I thought about that, and said, “The look in your eyes yesterday at the airport when you were angry with having to share leadership with Barinthus. The fact that you showed anger to me now on the phone rather than trying to toadie to me. I wasn’t sure with a rank as high as major, but you’re more cop than politician, Walters. And if you knew how little I like politics, you’d know what a compliment that is.”
“You seem pretty good at politicking for someone who doesn’t like the game.”
“I’m good at a lot of things that I don’t enjoy, Major Walters. As I’m sure you are.”
Silence again. “If we don’t solve this, my ass is grass, and no amount of confidence shown in me, by you or anyone else, will save it.”
“And if we solve it . . .” I said.
He laughed, a deep chuckle. “Then I’ll be the department’s shining star, and the executives will be climbing over themselves to give me an even bigger salary. Yeah.”
“Are you my man, or do I pretend that I didn’t make this call?”
“I’m your man.”
I smiled. “Good. You start making calls, and get me some CSU out here as soon as possible.”
“What do I tell the Chief about why you’re letting us into your precious faerie land?” he asked. Oh, yeah, he was definitely a better cop than politician.
“Explain that whoever did this has diplomatic immunity, but we are allowing this investigation to happen out of our mutual desire for cooperation and justice.”

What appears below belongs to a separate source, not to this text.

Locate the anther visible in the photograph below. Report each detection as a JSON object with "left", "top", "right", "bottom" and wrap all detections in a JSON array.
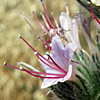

“You want the bastard who did it, don’t you?”
“Yes,” I said.
“You probably don’t remember me—I was just another uniform keeping the crowd back—but I saw you the day your father died. They gave you his sword.”
If I’d had any doubts that I’d called the right person, that one sentence took them away. Out loud I said, “Yes, yes, they did.”
“Catching this bad guy won’t catch your father’s killer.”
“That is a very insightful remark for a man I’ve only met twice.”
“Well, I’ve been the uniform on faerie duty off and on.”
“My mistake, but it was still insightful, uncomfortably so.”“Sorry. Sometime after we’ve caught this guy, and if faerie princesses have drinks with lowly police majors, I’ll tell you why I became a cop.”
It was my turn to be insightful. “You lost someone, and they didn’t catch the bastard who did it.”
“You knew that already.” He sounded accusatory.
“No, I swear I didn’t.”
“Then that was a hell of a guess.”
“Let’s just say that those of us who bear a particular wound recognize it in others.”
He made a humph sound, then sort of growled, “Yeah, I guess we do. What will you be doing while I make phone calls and get everyone out there?”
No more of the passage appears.